When we take any number modulo x, it means we divide the number by x and keep the remainder. For example, 15 modulo 10 is 5 (because 15 divided by 10 leaves a remainder of 5).
Now, let's observe the pattern of t1 and t2 modulo 100 (to find the last two digits):
t1 ≡ 27 (mod 100)
t2 ≡ 3^27 (mod 100)
To find t2 modulo 100, we can apply a property of modular arithmetic called the "exponentiation by squaring" method.

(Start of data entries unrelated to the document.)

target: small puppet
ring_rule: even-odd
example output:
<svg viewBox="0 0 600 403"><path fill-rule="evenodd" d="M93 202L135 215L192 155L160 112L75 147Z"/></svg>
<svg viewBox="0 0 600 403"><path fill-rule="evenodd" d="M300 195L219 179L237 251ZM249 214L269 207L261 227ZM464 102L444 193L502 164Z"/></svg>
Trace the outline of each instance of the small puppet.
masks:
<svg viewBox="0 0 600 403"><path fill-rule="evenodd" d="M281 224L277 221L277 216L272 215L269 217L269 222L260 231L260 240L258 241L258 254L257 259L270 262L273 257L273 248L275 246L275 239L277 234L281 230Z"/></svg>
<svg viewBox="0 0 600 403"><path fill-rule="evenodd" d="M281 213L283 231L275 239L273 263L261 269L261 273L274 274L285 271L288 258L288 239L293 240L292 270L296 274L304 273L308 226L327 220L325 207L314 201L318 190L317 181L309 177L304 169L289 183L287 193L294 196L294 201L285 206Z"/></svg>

This method allows us to simplify calculations by reducing the exponent.
In this case, we can use the property: (a^b) ≡ ((a^(b-phi(m))) mod m) when a and m are coprime.
Since 3 and 100 are coprime, we can rewrite t2 modulo 100 as:
t2 ≡ 3^(27 mod phi(100)) (mod 100)
To calculate phi(100), we need to find the totient function, which gives us the count of numbers less than 100 and coprime to 100. In this case, phi(100) = 40.

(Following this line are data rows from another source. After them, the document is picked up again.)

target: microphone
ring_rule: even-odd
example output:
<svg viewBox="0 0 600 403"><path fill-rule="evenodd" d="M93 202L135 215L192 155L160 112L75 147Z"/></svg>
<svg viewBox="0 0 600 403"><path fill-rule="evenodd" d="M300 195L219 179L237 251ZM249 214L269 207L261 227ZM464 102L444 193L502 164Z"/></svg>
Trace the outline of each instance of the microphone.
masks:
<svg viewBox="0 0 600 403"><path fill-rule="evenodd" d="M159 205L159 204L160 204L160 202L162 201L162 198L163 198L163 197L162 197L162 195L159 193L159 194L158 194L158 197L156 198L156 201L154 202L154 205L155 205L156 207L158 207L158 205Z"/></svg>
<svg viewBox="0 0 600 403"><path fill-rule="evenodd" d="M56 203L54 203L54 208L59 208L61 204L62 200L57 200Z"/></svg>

So, t2 modulo 100 becomes:
t2 ≡ 3^(27 mod 40) (mod 100)
Now we can simplify the exponent using the modular property:
27 mod 40 ≡ 27 (mod 40)
Now we have:
t2 ≡ 3^27 (mod 100)
To further simplify this, we can break down 3^27 into powers of 3 modulo 100 (due to the modular property):
t2 ≡ (3^20 * 3^7) (mod 100)
To calculate each part modulo 100:
3^20 (mod 100) ≡ 1 (mod 100) [as 3^20 ends in 01]

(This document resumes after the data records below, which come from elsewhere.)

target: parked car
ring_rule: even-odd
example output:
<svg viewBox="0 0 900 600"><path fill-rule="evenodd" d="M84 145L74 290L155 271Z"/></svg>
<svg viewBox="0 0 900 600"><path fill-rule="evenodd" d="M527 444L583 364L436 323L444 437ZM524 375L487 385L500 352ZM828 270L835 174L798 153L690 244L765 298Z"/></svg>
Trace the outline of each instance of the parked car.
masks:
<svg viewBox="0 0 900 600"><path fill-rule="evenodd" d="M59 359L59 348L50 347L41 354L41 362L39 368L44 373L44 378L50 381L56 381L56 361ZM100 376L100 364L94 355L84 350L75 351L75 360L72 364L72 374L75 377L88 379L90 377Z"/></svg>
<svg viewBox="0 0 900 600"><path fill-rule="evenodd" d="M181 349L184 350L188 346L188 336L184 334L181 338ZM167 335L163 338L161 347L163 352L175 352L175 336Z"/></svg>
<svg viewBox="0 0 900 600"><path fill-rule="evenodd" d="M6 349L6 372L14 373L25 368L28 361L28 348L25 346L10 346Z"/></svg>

3^7 (mod 100) ≡ 87 (mod 100) [calculated using exponentiation by squaring method]
Now we have:
t2 ≡ 1 * 87 (mod 100)
t2 ≡ 87 (mod 100)
So, the last two digits of t2 are 87.
To find t3 modulo 100, we use the same method:
t3 ≡ 3^(t2 mod phi(100)) (mod 100)
t2 mod phi(100) = 87 mod 40 = 7
Therefore:
t3 ≡ 3^7 (mod 100)
Using the exponentiation by squaring method:
3^7 (mod 100) ≡ 87 (mod 100)
Thus, the last two digits of t3 are also 87.
Now, let's move on to showing that the last 10 digits of tk are the same for all k ≥ 10.
To prove this, we need to establish the pattern of the last 10 digits of tn as we increase n. We'll consider two consecutive terms, tn and tn+1.
Let's assume that tn has the same last 10 digits for some k (k ≥ 10).
We can write tn as: tn = (10^10 * x) + d, where x represents the digits before the last 10 digits, and d represents the last 10 digits.
Using the given recurrence relation, tn+1 = 3tn, we can rewrite it as: tn+1 = 3((10^10 * x) + d).
Expanding the equation: tn+1 = 3 * 10^10 * x + 3d
Now we can observe the last 10 digits of tn+1. It will be given by d1 = 3d (modulo 10^10).
So, we have: tn+1 = (10^10 * x) + d1
This shows that tn+1 has the same last 10 digits as tn, as long as tn had the same last 10 digits initially.
Since t10 has been computed and has the same last 10 digits as t3, we can conclude that all tk (k ≥ 10) will have the same last 10 digits.
In summary, the last two digits of t3 = 3^3^3^3 are 87, and the last 10 digits of tk are the same for all k ≥ 10.